Brazil, the Democratic Republic of Congo, India, Morocco, Nepal, and Romania will join donor nations Australia, Denmark, Norway, Britain and the United States, who have jointly pledged some 350 million dollars to fund the project.
The FIP is among the first of a new generation of partnerships between developing and developed countries working to combat the threat of climate change through forest management, the World Bank said.
"This new program will provide much-needed upfront investment to developing countries and forest-dependent communities to help them prepare for and benefit from financial flows for the sustainable management of forests," said Eduardo Saboia, who represented Brazil in earlier meetings aimed at designing the FIP.
Global deforestation, which is advancing at a rate of five percent per decade, is responsible for 20 percent of all the annual carbon dioxide emissions.
The 20 percent figure is roughly equivalent to the total annual emissions of either the United States or China, and surpasses the total yearly emissions from every car, truck, plane, ship and train on Earth, according to estimates provided by the United Nations.
Brazilian President Luiz Inacio Lula da Silva vowed on October 13 to engage with other leaders at the upcoming major climate summit in Copenhagen in the hope of reducing deforestation of the Amazon by 80 percent by 2020.

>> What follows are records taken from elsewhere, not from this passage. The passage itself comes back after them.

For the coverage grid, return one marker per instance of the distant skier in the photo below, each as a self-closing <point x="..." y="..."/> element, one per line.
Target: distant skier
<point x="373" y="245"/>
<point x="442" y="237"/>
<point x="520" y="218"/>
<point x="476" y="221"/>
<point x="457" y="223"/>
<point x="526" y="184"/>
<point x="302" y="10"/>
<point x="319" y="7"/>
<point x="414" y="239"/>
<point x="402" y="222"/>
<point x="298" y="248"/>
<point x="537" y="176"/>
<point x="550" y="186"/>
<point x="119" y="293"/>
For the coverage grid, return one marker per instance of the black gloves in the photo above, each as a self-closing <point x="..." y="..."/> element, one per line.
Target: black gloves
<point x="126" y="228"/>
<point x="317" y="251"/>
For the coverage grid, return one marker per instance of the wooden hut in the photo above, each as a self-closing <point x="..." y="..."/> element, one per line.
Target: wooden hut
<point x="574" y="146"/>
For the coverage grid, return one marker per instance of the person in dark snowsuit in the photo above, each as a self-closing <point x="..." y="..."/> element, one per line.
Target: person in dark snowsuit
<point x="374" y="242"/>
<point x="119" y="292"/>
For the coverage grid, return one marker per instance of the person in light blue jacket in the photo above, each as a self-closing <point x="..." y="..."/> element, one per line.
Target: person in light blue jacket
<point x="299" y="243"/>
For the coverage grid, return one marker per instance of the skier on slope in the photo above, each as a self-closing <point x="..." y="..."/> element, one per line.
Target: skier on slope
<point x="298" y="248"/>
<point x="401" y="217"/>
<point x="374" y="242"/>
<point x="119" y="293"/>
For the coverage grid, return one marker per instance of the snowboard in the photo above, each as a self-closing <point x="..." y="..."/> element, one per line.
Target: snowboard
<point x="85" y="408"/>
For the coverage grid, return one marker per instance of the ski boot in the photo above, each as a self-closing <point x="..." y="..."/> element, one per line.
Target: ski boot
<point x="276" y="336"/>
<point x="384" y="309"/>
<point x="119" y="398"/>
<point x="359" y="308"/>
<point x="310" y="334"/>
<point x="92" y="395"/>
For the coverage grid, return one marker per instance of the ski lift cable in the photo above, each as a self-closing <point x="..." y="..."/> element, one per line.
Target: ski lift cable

The Amazon, the planet's largest rainforest, loses 12,000 square kilometers (4,600 square miles) each year to deforestation.
Douglas Alexander, British Secretary of State for International Development, said Tuesday in a statement released by the World Bank that deforestation "is a global tragedy, destroying the homes and livelihoods of some of the world's poorest people.
"Rampant, large scale deforestation also produces more carbon emissions than all the world's planes, ships and cars combined," he noted, urging "decisive action" to counter the crisis.